Imagine you have 100 of tests. If each test runs for 10 seconds that's 1000 seconds which is approximately 15 minutes. That's a long time to wait to find out if all tests are passing. What usually happens is:

  • a few tests break on CI
  • you push a fix

and now you wait for CI to finish running through the 100 tests just to find out if test #66 that was failing before starts passing again. Wouldn't it be more useful to find previously failing tests first?

Focha runs tests that previously failed first so you find out if you have fixed them sooner

Similarly to rocha, Focha is a wrapper around Mocha that concentrates on collecting failing tests (the "F" in "Focha"). When all tests finish, Focha saves failing tests (if any have failed) in a JSON file or sends it to a REST api endpoint.

Next time Focha runs, it loads and runs just the failing tests. Thus you find out if the test #66 has been fixed in 10 seconds rather than in 15 minutes. If the previously failing tests pass, then you call focha --all to run all tests

1
2
3
4
5
{
{
"scripts": "focha *-spec.js && focha --all *-spec.js"
}
}

Useful!

Locha

Finally, there is Locha - the "L"oud Mocha. Imagine a test that exercises a complex piece of code. That code probably has a lot of logging statements. I love using debug module so I can enable log messages through an environment variable.

1
DEBUG=my-module npm test

Being able to easily turn on verbose logging leads to a dilemma - do you enable all logging in CI by default just in case a test fails? That's not good - each test can generate 10 - 100 - 1000 log messages! In our testing at Cypress the CI test log output was overwhelming CircleCI and TravisCI UI, and we could only download the raw text file if we wanted to see it! But if we disabled the log messages, when a test failed we had absolutely no idea what went wrong, which is also not good.

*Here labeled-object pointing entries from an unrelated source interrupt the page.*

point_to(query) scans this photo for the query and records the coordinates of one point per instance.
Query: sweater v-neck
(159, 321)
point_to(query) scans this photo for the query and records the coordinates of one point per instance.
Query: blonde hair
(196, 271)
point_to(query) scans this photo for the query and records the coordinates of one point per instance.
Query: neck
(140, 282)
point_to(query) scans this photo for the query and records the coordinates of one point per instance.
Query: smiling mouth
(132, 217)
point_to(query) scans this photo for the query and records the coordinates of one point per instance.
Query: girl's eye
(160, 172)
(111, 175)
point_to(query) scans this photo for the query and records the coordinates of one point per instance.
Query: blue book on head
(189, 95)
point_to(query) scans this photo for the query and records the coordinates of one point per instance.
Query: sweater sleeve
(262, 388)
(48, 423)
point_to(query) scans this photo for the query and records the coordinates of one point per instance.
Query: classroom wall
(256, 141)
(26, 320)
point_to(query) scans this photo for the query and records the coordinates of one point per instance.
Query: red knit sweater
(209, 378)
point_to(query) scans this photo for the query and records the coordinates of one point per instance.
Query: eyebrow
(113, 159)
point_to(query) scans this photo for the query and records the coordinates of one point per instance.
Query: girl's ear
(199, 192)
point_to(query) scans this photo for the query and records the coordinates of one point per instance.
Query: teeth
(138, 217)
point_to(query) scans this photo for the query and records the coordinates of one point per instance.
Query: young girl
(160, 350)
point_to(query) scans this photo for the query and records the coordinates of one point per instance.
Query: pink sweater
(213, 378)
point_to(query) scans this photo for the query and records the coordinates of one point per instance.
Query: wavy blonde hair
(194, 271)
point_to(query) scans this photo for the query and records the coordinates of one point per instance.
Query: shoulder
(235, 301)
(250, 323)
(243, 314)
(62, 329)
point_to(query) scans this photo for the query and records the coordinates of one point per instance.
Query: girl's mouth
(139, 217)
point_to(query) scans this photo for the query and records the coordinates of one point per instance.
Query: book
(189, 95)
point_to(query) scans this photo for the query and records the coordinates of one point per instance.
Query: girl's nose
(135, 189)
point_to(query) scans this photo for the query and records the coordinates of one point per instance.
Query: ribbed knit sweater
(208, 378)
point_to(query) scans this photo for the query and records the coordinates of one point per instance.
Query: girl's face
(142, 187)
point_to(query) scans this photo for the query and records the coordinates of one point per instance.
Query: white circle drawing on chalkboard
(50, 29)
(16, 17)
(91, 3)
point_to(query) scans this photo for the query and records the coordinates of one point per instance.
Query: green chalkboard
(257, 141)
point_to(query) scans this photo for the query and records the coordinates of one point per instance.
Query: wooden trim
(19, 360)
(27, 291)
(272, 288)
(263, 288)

Locha gives you a happy compromise. It runs all your tests with minimal default logging, but if any test fails, it reruns the failing tests only with extra environment variables. Take a look at this test file.

1
2
3
4
5
6
7
8
9
10
11
12
13
14
15
16
17
18
19
20
21
22
23
const debug = require('debug')('failing')
describe('failing spec', () => {
it('A', function () {
console.log(`in "${this.test.fullTitle()}"`)

debug('a lot of')
debug('verbose')
debug('messages')
debug('in debug')
debug('mode in test A')
})

it('B', function () {
console.log(`in "${this.test.fullTitle()}"`)

debug('a lot of')
debug('verbose')
debug('messages')
debug('in debug')
debug('mode in test B')
throw new Error('B fails')
})
})

It has a log of debug statements, but they will only output messages to the console if we run the tests with DEBUG=failing npm test command. By default, the tests are pretty quiet. One of the tests is failing. Here is the output from the Locha test runner

1
2
3
4
5
6
7
8
9
10
11
12
13
14
15
16
17
18
19
20
21
22
23
24
25
26
27
28
29
30
31
32
33
34
35
$ npm run demo
> $(npm bin)/locha test.js --env DEBUG:failing

failing spec
in "failing spec A"
✓ A
in "failing spec B"
1) B

1 passing (14ms)
1 failing

1) failing spec B:
Error: B fails
at Context.<anonymous> (test.js:21:11)

mocha finished with 1 failure
Failed first time, rerunning 1 test

failing spec
in "failing spec B"
failing a lot of +0ms
failing verbose +1ms
failing messages +1ms
failing in debug +0ms
failing mode in test B +0ms
1) B

0 passing (5ms)
1 failing

1) failing spec B:
Error: B fails
at Context.<anonymous> (test.js:21:11)
mocha finished with 1 failure

Do you see two test runs? First one executed two unit tests, and only the console.log statements were visible. During the first run, test "B" failed, and Locha has executed just this test in the second round. During this round Locha has added the environment variables we have passed as a CLI flag --env DEBUG:failing to the mix. Thus the second round is pretty "loud", and allows us to debug the failure, or at least get an idea why it happens.

Locha keeps passing tests' output to a minimum and makes failing tests very verbose

Final thoughts

Making a useful testing tool is tricky, but there is definitely room for improvements. The entire testing and quality assurance process in JavaScript is still a chore, and a hindrance. We must do better, and have more useful information from our tests faster to avoid introducing bugs into the code.